There is a common saying that the hands are where the mind meets the world. In space there is no direct contact between the mind and the world. This transaction is mediated by the artificial structures called gloves. I came to realize the extent of this interference most profoundly several weeks ago when I saw a display at the Kennedy Space Center, in the Visitor Saturn V building. There, next to the gloves that Allan Shepard wore while on the surface of the Moon during his Apollo 14 mission are the original plaster casts of the hands of Neil Armstrong, Buzz Aldrin, and Michael Collins, the crew of Apollo 11. I have known that these casts had existed. Thirty-four of them adorned a cover of Life magazine in the late 1960s. I had never personally seen a set before, even though their by-products are part of the Smithsonian National Air and Space Museum's collection. Viewing them first hand is an awe-inspiring experience on the level of viewing life masks of historic figures.

Hand-cast object on display at the Kennedy Center.


Making plaster casts of the astronauts' hands was the first step in creating custom form-fitting gloves. The casts on display at Kennedy had an eerie air to them. The use of plaster in the original hand molds had shown its age over time. The plaster hands of Armstrong, Aldrin, and Collins, who were in their late thirties at the time, look more like the hands of much older men as the material has contracted, leaving deep crevices where faint joint lines had once been. Still, the casts hold time still, revealing recent manicures just prior to their creation and variation among individuals of the "neutral" hand position. As I said, the plaster casts were but the first step in creating gloves for the Apollo astronauts. In order to allow the astronauts to do meaningful manual labor on the surface of the Moon, gloves had to fit their hands as closely as possible. In the Mercury and Gemini programs, glove sizing had been approximate, following the standard for pilots' flight gloves. Then, the expectation was that operating a glove under pressurization would be the exception and not the rule. For a man to walk on the Moon, gloves would have to fit snuggly, retain pressure, and cause as little irritation as possible to the delicate human hand. In order to accomplish this, engineers went back to a 1915 patent for a seamless rubber glove. Ohioan Thomas W. Miller proposed a then-new approach to the glove dip process to form a seamless glove with a lining of textile fabric on its inner surface. The original idea was to manufacture a comfortable glove for industrial purposes. Miller's idea was later refined for medical and ultimately for home use in the form of Playtex gloves.

These black rubber hand shapes are forms used in the construction of Neil Armstrong's Apollo pressure gloves. They were made from a cast of the astronaut's hands, and were inserted into a nylon glove and then dipped in a rubber/neoprene compound.

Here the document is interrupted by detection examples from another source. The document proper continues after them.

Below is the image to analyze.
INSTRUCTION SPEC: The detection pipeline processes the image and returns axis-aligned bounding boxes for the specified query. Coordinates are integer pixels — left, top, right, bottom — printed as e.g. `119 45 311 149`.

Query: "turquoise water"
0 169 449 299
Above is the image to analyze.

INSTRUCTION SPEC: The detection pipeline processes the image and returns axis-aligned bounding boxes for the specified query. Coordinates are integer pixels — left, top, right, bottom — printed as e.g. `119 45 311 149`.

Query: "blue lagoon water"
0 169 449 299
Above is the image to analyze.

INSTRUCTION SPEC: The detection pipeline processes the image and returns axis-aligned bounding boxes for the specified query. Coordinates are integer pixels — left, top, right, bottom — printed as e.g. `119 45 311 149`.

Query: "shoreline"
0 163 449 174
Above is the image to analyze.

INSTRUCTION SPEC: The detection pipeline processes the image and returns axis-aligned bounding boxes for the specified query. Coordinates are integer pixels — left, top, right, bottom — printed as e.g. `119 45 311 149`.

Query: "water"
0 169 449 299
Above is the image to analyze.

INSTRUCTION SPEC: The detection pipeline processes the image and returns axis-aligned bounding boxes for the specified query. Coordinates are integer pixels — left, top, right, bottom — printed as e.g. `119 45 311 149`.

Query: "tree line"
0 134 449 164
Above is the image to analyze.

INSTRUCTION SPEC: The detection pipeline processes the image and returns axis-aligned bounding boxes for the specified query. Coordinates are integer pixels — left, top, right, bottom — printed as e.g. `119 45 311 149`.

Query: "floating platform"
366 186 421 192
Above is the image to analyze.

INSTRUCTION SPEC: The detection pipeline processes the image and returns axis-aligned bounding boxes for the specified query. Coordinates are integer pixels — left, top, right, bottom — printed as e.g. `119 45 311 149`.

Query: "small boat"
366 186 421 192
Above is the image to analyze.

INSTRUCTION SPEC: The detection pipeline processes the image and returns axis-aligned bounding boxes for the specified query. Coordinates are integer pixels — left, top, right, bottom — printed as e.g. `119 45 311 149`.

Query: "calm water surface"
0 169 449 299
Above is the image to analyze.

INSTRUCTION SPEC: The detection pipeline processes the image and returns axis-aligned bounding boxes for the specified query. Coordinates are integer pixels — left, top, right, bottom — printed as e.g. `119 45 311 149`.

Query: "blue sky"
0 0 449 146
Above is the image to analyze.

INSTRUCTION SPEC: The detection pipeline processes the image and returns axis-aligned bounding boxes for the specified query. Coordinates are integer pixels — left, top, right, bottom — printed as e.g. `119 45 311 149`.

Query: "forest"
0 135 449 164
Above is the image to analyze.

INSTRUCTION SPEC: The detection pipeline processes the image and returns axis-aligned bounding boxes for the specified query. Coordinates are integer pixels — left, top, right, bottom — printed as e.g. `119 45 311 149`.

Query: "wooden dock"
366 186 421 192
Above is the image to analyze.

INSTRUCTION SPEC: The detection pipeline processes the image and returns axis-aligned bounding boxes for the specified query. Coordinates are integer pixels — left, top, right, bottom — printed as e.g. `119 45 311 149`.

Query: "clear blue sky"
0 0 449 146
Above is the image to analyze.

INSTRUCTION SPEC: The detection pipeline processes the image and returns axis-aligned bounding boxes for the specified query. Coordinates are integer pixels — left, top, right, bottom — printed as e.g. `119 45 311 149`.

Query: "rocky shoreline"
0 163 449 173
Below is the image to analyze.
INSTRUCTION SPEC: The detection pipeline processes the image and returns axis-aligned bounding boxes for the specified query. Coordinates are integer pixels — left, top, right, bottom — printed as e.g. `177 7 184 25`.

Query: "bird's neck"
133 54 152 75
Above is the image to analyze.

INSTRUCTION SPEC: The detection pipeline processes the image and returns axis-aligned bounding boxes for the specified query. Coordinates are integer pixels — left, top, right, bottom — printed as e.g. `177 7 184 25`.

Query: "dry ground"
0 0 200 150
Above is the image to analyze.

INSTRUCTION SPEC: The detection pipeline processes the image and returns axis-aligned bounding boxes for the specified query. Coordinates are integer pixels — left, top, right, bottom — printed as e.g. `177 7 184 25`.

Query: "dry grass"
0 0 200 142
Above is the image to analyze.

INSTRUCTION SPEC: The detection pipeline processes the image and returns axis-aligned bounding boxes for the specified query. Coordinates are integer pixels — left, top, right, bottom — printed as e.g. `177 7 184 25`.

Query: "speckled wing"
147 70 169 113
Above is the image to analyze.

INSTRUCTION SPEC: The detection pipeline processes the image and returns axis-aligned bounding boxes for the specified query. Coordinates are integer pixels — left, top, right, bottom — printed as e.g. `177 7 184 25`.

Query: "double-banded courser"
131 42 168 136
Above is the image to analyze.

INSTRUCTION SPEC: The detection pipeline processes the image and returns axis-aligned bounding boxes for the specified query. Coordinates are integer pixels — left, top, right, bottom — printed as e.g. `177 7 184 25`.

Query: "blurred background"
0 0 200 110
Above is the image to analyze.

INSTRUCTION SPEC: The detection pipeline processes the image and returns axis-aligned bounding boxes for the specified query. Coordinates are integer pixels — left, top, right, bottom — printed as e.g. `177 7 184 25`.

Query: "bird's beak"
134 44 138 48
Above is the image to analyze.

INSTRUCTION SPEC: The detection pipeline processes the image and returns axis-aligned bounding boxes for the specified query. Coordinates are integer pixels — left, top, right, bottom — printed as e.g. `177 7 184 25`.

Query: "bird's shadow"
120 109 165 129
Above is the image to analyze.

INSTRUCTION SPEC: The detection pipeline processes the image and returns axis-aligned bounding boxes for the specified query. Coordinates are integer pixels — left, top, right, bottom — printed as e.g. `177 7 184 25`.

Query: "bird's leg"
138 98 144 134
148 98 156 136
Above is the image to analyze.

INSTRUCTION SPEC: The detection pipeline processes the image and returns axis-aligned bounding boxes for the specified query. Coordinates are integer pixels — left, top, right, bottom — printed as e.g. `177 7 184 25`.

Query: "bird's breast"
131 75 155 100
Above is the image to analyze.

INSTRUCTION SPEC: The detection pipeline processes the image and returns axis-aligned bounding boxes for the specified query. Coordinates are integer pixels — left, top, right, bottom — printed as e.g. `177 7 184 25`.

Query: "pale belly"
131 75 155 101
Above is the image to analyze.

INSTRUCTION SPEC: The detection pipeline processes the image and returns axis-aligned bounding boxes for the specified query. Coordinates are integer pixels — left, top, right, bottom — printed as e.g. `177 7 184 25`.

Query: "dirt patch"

In the case of the Apollo spacesuit gloves, from the plaster casts, technicians created solid black rubber glove dip forms, of which we have many in the collection. Lost in the transition from plaster casts to glove dip forms are the fine details of the human hand. The joints are exaggerated to allow for air displacement as the fingers bend and the hand flex. Only the anatomical measurements of the hands and fingers are preserved. The glove bladder, a result of dipping a synthetic glove wrapped around the form into neoprene, was hand-sewn into a restraint system that prevented the gloves from ballooning and the astronaut from losing grip from inside the spacesuit. The restraint and dipped glove system is easy to see in the Intravehicular (IV) gloves that astronauts wore inside the spacecraft, but a similar, more protective system comprised the lunar Extravehicular (EV) gloves that 12 astronauts wore while they worked on the surface of the Moon.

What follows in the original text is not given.